After a brief end-of-summer break, I'm honored to be re-joining the NDN team as a Policy Associate in the Global Mobile Policy Initiative. Over the next few months I'll be picking up right where we left off, blogging about the ever-increasing potential of 21st-century technology throughout the world, and I'm excited to be a part of the growing Global Mobile program.

At times it's difficult to keep pace with the latest global mobile developments. I hope this selection of news stories from the past week will help you navigate the growing global network of connectivity:

  • In an effort to connect active military members with their families back home, Google has teamed up with Blue Star Families to distribute a digital literacy curriculum to military kids, making it easier and safer for them to communicate electronically with their parents serving abroad. 
  • Michael Scott Moore digs into the U.S. Senate's Internet "kill switch" plan and compares it to similar forms of e-censorship employed by governments throughout the West.
  • FrontlineSMS:Legal was launched on Wednesday, using mobile technologies in dispute resolution by bridging access to legal solutions using local networks throughout the developing world.
  • Despite his 84 years, Fidel Castro has emerged from seclusion as an Internet addict, consuming between 200 and 300 Internet news items daily.
  • Organizing for America just released new iPhone and iPad applications which allow users to view interactive maps, share canvassing information, and connect with nearby volunteers.
  • A Japanese journalists held hostage in Afghanistan bewildered his captors by showing them his phone's Twitter app -- and he used it to tweet his way to freedom.

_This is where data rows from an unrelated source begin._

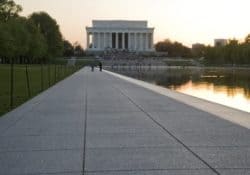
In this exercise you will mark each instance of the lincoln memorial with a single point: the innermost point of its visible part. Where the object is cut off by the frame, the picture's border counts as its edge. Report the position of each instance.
(120, 35)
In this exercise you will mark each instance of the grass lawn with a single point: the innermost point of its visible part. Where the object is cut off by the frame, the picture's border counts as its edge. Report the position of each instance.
(51, 74)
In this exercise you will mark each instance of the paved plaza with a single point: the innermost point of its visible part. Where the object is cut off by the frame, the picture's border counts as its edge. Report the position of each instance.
(94, 123)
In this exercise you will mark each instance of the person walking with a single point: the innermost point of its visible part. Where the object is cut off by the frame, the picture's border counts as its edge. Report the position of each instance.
(100, 66)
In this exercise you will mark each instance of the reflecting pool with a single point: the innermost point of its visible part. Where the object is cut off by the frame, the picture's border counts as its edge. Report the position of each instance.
(229, 87)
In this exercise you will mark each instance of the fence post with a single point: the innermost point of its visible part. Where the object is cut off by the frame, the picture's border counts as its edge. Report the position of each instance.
(55, 73)
(11, 82)
(27, 79)
(41, 76)
(49, 74)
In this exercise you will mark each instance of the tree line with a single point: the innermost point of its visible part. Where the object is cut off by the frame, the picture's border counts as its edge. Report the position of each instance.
(36, 37)
(233, 53)
(174, 49)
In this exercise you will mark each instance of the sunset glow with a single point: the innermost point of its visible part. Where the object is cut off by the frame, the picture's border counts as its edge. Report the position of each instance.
(189, 21)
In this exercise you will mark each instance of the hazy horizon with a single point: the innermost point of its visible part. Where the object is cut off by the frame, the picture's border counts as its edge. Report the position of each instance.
(193, 21)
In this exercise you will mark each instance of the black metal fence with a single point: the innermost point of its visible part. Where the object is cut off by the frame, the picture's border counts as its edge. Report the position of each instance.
(20, 82)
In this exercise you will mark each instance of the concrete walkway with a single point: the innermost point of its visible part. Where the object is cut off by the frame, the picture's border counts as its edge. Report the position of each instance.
(94, 123)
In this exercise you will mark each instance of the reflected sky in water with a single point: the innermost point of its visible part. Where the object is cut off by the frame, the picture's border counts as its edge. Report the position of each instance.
(224, 86)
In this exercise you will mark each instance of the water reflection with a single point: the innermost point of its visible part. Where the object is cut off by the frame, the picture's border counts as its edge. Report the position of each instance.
(223, 86)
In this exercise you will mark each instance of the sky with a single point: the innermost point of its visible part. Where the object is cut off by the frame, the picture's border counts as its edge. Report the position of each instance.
(186, 21)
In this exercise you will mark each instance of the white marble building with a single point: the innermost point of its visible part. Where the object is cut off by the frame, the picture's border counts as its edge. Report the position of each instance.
(121, 35)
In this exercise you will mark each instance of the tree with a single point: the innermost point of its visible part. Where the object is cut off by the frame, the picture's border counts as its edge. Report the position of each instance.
(247, 39)
(6, 41)
(37, 46)
(68, 48)
(51, 32)
(78, 50)
(9, 9)
(174, 49)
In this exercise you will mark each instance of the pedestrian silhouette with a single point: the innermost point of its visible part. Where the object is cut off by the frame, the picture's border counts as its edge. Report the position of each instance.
(100, 66)
(92, 67)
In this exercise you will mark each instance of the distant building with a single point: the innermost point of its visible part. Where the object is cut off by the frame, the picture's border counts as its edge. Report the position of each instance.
(220, 42)
(198, 46)
(120, 35)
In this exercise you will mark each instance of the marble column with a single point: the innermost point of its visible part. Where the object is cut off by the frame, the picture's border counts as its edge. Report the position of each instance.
(104, 40)
(141, 41)
(88, 40)
(116, 42)
(129, 44)
(99, 40)
(110, 40)
(135, 41)
(123, 40)
(147, 42)
(152, 41)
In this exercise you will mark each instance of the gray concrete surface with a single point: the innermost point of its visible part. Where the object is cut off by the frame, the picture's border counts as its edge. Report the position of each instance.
(94, 123)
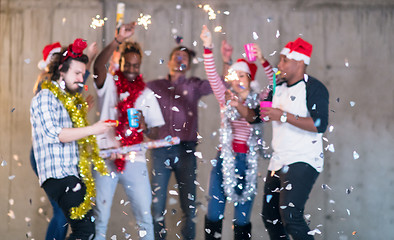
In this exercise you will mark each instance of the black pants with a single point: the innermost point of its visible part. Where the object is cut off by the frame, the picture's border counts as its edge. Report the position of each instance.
(285, 195)
(65, 193)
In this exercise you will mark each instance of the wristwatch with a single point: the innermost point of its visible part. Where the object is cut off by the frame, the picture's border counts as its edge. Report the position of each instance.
(283, 118)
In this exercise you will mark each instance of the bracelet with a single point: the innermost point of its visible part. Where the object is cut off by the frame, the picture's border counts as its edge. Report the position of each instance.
(230, 62)
(116, 40)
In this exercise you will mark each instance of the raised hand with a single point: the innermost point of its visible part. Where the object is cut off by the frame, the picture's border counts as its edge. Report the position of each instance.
(206, 37)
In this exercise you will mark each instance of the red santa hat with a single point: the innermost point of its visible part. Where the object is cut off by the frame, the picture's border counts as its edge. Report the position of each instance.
(47, 53)
(245, 66)
(299, 50)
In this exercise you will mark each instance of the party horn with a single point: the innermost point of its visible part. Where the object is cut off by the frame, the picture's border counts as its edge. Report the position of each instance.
(112, 121)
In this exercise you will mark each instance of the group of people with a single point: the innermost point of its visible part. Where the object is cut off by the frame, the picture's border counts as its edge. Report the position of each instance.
(81, 185)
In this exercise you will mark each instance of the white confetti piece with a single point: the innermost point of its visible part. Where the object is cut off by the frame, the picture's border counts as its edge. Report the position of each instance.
(173, 192)
(142, 233)
(313, 232)
(330, 148)
(148, 52)
(11, 214)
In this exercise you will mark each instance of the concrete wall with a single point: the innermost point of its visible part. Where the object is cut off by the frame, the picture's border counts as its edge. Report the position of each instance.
(352, 56)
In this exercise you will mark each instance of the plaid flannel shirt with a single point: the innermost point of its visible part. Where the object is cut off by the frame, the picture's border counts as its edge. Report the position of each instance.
(54, 158)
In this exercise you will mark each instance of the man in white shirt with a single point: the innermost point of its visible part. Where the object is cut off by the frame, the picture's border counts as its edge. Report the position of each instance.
(126, 89)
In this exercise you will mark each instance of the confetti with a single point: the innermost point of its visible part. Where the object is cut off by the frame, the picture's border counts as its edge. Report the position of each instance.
(11, 214)
(209, 10)
(173, 192)
(218, 29)
(273, 53)
(347, 63)
(144, 20)
(142, 233)
(148, 52)
(355, 155)
(97, 22)
(325, 186)
(331, 148)
(214, 162)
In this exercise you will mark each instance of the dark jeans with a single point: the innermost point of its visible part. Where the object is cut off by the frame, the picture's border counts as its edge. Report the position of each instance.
(285, 195)
(57, 228)
(61, 191)
(181, 160)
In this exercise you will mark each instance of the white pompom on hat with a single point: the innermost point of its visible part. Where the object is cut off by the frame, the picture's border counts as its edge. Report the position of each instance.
(299, 50)
(47, 53)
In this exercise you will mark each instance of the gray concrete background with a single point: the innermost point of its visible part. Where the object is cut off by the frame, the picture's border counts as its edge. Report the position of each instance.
(352, 56)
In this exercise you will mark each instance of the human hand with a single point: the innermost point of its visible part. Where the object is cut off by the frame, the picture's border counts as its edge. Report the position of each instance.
(206, 37)
(125, 31)
(226, 50)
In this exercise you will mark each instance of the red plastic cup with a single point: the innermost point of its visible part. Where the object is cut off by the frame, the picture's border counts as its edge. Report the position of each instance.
(249, 50)
(265, 104)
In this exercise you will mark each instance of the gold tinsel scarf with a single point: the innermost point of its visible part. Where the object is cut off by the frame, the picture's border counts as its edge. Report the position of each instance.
(88, 149)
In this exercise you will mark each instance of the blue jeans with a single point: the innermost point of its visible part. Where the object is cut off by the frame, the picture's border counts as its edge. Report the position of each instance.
(181, 160)
(57, 228)
(217, 202)
(135, 181)
(58, 190)
(291, 222)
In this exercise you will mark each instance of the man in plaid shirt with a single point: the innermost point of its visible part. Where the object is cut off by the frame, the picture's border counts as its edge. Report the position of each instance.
(55, 140)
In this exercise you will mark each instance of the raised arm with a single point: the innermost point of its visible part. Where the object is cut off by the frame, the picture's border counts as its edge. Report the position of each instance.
(100, 71)
(267, 69)
(216, 82)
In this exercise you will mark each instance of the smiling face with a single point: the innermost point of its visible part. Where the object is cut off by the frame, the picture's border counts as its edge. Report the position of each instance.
(242, 84)
(74, 76)
(179, 61)
(130, 65)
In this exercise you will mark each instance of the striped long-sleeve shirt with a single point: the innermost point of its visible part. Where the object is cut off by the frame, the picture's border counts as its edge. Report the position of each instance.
(240, 127)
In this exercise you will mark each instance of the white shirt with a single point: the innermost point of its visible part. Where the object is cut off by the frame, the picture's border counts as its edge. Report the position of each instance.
(107, 102)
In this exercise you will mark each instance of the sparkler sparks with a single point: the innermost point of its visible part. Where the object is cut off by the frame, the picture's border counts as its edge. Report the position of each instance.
(144, 20)
(209, 10)
(97, 22)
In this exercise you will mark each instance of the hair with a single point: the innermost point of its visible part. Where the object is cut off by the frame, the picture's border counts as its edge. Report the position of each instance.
(57, 61)
(189, 52)
(129, 47)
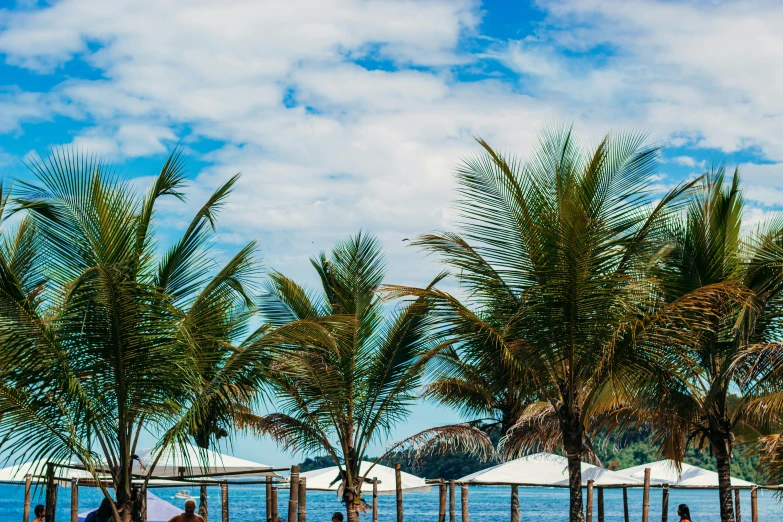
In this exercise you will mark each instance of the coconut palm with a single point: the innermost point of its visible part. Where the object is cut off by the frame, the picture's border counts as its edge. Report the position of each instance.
(738, 353)
(346, 399)
(103, 339)
(569, 233)
(473, 377)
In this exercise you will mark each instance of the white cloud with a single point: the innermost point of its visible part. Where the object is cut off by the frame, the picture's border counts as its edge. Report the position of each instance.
(372, 149)
(377, 148)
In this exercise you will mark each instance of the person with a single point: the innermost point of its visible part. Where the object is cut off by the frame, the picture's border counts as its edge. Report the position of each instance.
(190, 513)
(102, 514)
(684, 513)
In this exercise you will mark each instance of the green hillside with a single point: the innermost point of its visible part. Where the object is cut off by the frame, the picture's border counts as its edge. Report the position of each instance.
(634, 452)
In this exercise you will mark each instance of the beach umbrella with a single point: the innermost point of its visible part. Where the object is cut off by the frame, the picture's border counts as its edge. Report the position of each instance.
(545, 469)
(196, 461)
(158, 510)
(328, 479)
(665, 472)
(37, 468)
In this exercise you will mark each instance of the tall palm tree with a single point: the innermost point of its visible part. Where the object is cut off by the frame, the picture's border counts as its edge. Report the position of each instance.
(708, 248)
(356, 393)
(473, 376)
(570, 233)
(100, 337)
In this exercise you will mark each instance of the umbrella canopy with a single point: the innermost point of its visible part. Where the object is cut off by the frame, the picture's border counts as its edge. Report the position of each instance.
(665, 472)
(18, 472)
(321, 479)
(158, 510)
(196, 461)
(545, 469)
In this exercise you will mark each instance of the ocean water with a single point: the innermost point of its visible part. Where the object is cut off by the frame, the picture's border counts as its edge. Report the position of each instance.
(487, 504)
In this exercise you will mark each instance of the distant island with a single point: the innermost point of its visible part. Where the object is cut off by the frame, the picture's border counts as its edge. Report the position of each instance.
(634, 450)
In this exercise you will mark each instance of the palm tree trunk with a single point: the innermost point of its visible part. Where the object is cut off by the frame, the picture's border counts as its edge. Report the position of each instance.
(575, 487)
(724, 487)
(203, 510)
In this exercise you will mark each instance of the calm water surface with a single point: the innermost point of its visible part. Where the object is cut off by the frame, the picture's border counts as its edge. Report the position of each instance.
(487, 504)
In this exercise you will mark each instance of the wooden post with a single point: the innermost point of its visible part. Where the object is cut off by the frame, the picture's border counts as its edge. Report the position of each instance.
(28, 479)
(665, 503)
(589, 507)
(464, 488)
(74, 500)
(452, 501)
(51, 493)
(442, 501)
(600, 504)
(375, 499)
(293, 494)
(646, 496)
(302, 499)
(625, 505)
(274, 514)
(514, 503)
(398, 487)
(224, 500)
(268, 499)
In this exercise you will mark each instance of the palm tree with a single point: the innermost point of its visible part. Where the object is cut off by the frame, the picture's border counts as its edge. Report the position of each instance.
(356, 393)
(101, 338)
(708, 248)
(569, 234)
(473, 376)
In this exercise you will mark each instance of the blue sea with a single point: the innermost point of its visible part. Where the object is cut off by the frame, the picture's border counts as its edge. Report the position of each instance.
(487, 504)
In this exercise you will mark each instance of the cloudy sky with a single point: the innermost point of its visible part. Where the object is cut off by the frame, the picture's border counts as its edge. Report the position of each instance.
(345, 114)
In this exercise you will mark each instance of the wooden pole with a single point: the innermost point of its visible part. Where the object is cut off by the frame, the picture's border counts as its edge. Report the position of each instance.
(74, 500)
(51, 493)
(398, 487)
(28, 479)
(464, 488)
(224, 500)
(452, 501)
(268, 499)
(442, 501)
(514, 503)
(600, 504)
(302, 499)
(293, 494)
(625, 505)
(274, 505)
(374, 499)
(646, 496)
(589, 507)
(665, 503)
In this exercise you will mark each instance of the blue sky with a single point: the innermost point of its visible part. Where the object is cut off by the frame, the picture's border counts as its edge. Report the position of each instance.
(346, 114)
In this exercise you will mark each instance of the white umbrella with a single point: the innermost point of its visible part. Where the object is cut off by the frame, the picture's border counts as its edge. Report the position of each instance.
(665, 472)
(545, 469)
(18, 472)
(198, 462)
(321, 479)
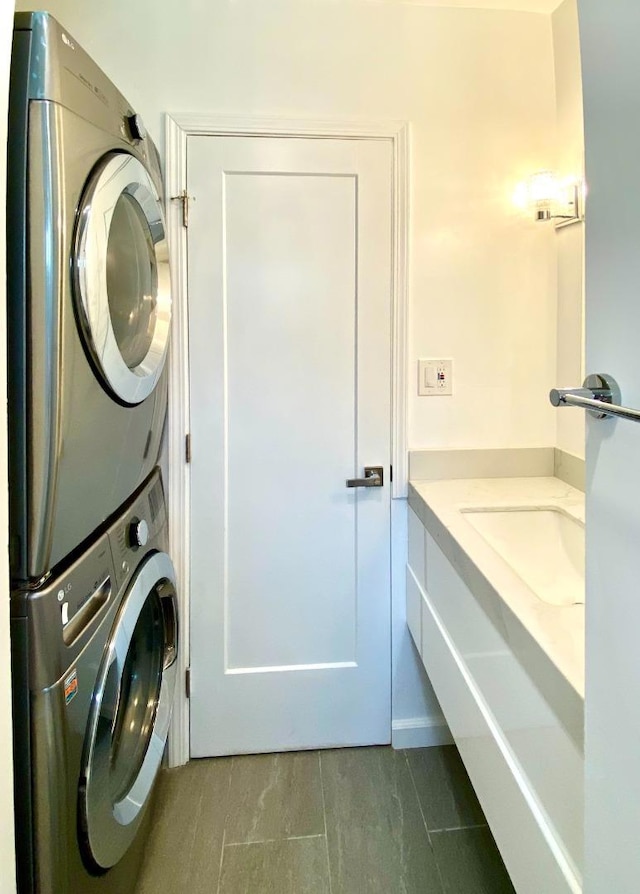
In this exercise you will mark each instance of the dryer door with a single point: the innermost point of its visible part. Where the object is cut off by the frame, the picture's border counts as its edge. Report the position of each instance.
(122, 282)
(130, 713)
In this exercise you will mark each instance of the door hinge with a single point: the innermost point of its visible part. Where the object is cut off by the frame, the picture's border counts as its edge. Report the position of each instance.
(184, 198)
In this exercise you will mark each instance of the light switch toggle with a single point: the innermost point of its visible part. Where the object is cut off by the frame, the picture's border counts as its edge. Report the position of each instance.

  • Time explains how young Kashmiris are using video and social media to record and distribute videos of violence in order to unite towards independence.
  • As Google's gKenya Conference took off this week, the tech giant and Chinese firm Huawei announced the release of a $100 Android-based mobile phone -- the cheapest smartphone to hit the Kenyan market.
  • According to the FCC's recently-released  biannual report on broadband connections in the U.S., mobile data service subscriptions rose 40% in the first six months of 2010.
  • Google launched Health Speaks, a crowdsourcing initiative in East Africa intended to translate high-quality online health information into local languages to increase accessibility and health quality.
  • Tech company Virtual City rolled out a mobile-based system to track produce from the farm to the supermarket in a bid to improve EU satisfaction in goods imported from Africa.
  • Americans streamed 650% more live video this year than during the last -- amounting to 1.4 billion minutes per month -- according to a new report by ComScore.
  • The U.S. Government plans to work with various institutes to finance a digital library of scholarly research stretching from Morocco to Libya in order to "increase scientific cooperation between between North Africa and the Middle East."
  • Juniper Research estimates that 90 billion mobile banking text messages will be sent in 2015 -- roughly two texts daily per user.
  • The United Nations High Commission on Refugees partnered with various organizations in Africa to provide an SMS-based service which allows refugees to reconnect with family and friends using their mobile phones and an anonymous database.